For me one of the most important practicers, in addition to regular Confession and partaking of Holy Communion, is daily prayer with the practice of the Jesus Prayer. This can leads one to continual prayer and this ever consciousness of Him.
Metropolitan Jonah of the OCA  (The Orthodox Church of America)

Wednesday, April 14, 2010

Joys Greater than This LIfe?

How can there be joys that are greater than those we get from this life?  It is often hard to remember in our daily struggles that this life is temporary and we are destined for eternal life with God.  Too often we find our minds locking us in on the activities of this world to the exclusion of God's kingdom.  This is the spiritual battle we are engaged in, to always remember to lift our eyes and hearts to that which is beyond all we can see, hear, taste, smell and touch.

Saint Isaac the Syrian says the following:
The joy that is in God is stronger than this present life.  And he who finds this joy, not only will he not pay attention to the passions, but he will not even give a thought to his own life, not will he have awareness of anything else, if his experience of this joy is true.  Love is sweeter than life.  And the concord with God from which love is born is sweeter than honey and the honey comb.  It does not seem grievous to Love to undergo a bitter death for the sake of he beloved... And to the heart which has received this joy every sweetness of this world seems superfluous.  for there is nothing which can be likened to sweetness of the knowledge of God."

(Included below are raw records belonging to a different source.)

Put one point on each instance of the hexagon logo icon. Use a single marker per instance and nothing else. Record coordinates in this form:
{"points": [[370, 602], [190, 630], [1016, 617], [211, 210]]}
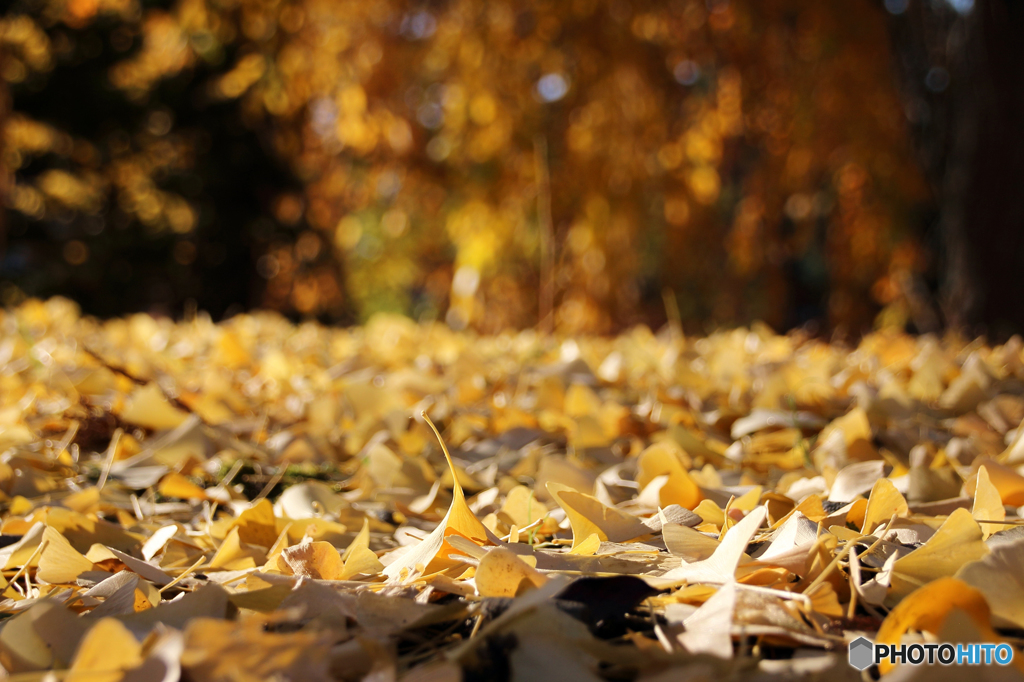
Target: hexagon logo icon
{"points": [[861, 653]]}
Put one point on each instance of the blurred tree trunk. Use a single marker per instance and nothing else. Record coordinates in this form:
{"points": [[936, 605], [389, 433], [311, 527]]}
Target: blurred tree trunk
{"points": [[963, 77]]}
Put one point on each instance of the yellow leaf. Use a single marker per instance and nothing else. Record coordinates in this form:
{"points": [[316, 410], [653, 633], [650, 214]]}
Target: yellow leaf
{"points": [[108, 650], [987, 504], [999, 578], [665, 458], [522, 507], [233, 556], [432, 553], [176, 485], [588, 547], [147, 407], [502, 573], [884, 501], [588, 515], [927, 607], [1007, 481], [315, 560], [59, 562], [358, 557], [957, 541]]}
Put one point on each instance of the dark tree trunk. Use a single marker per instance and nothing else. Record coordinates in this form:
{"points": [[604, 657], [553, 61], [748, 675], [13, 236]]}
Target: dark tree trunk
{"points": [[971, 139]]}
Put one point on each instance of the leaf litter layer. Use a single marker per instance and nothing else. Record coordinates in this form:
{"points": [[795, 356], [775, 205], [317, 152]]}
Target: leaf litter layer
{"points": [[258, 500]]}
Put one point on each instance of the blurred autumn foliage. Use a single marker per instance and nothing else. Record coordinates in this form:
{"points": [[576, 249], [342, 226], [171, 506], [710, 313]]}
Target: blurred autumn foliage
{"points": [[492, 164]]}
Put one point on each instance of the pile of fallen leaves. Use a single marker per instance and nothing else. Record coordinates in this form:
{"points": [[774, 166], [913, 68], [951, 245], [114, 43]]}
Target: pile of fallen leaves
{"points": [[258, 500]]}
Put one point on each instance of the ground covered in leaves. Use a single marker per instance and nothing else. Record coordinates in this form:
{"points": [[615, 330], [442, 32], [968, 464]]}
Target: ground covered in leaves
{"points": [[257, 500]]}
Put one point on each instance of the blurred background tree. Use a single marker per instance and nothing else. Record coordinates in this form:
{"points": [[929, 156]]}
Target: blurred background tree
{"points": [[583, 164]]}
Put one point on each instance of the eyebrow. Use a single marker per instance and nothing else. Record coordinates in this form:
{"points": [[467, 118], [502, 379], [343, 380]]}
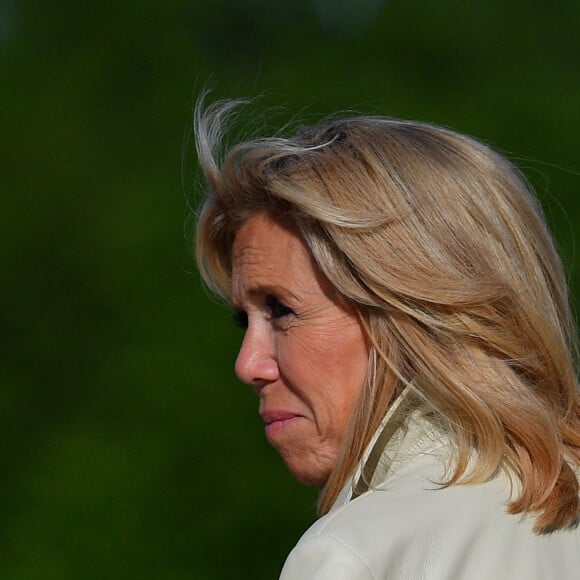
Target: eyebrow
{"points": [[263, 290]]}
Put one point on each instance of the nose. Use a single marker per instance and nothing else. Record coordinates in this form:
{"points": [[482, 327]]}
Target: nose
{"points": [[256, 364]]}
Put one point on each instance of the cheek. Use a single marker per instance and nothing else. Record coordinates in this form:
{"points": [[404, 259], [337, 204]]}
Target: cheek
{"points": [[326, 366]]}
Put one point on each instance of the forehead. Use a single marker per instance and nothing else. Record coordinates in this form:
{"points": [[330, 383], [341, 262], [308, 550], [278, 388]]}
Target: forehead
{"points": [[267, 252]]}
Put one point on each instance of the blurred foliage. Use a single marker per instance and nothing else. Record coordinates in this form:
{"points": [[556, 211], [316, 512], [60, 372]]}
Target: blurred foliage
{"points": [[127, 447]]}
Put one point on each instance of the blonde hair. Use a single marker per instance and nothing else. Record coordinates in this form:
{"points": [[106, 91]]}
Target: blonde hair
{"points": [[442, 249]]}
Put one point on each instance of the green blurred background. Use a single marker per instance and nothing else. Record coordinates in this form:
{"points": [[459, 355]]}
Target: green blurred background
{"points": [[127, 447]]}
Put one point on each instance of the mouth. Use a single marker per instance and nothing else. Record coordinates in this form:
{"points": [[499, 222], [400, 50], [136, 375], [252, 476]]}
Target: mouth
{"points": [[278, 421]]}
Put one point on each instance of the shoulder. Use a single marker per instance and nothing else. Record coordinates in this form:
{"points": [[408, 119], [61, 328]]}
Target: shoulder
{"points": [[420, 530]]}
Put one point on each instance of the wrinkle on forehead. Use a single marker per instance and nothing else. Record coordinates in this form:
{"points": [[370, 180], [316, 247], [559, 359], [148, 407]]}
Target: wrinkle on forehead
{"points": [[269, 253]]}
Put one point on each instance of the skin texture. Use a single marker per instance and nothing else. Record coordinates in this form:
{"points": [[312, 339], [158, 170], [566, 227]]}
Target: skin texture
{"points": [[304, 352]]}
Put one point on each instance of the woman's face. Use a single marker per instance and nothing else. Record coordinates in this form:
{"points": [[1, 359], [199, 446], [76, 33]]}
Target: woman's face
{"points": [[303, 352]]}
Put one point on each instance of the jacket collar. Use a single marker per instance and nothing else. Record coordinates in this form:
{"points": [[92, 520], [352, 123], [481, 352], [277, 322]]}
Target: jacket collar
{"points": [[403, 434]]}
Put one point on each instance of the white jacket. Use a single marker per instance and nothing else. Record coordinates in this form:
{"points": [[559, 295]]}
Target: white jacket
{"points": [[406, 527]]}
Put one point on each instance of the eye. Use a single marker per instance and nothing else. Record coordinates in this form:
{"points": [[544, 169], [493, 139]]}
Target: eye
{"points": [[277, 309], [240, 318]]}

Source: Wounded by Love, p 101 - Homily 38. Cf. The Ascetical Homilies of St Isaac the Syrian, Holy Transfiguration MOnastery, 1984, p 297.

Tuesday, April 13, 2010

What Rivals the Love for Christ?

Once you have the love of Christ in your heart what else is there to long for?  All the things of this world only leave us wanting more and often burden us with worries and upkeep.  But having Christ in our heart is all fulfilling and yields only joy.  As Elder Porphyrios says, "No other joy, no other beauty, nothing else can rival Him."

Once you have this love for Christ what can surpass it?  What is greater?  How can it be even greater than our love for our parents or our children?  But it is.  It is a love that never falters.  It is unwavering, unconditional and unlimited.  No other kind of love is as great as this.

Elder Porphyrios says,
Fleshly love has a point of satiety.  therefore jealousy and disgruntlement may set in...Love in Christ knows no alteration.  Worldly love remains for a time, and is gradually extinguished, whereas divine love continually grows and deepens.
This love for Christ has no point of satisfaction.  Elder Porphyrios says,
You cannot have enough of Him, the more you believe that you don't love Him and the more you desire to love Him.  At the same time, however, your soul is flooded by His presence and your joy in the Lord is inalienable.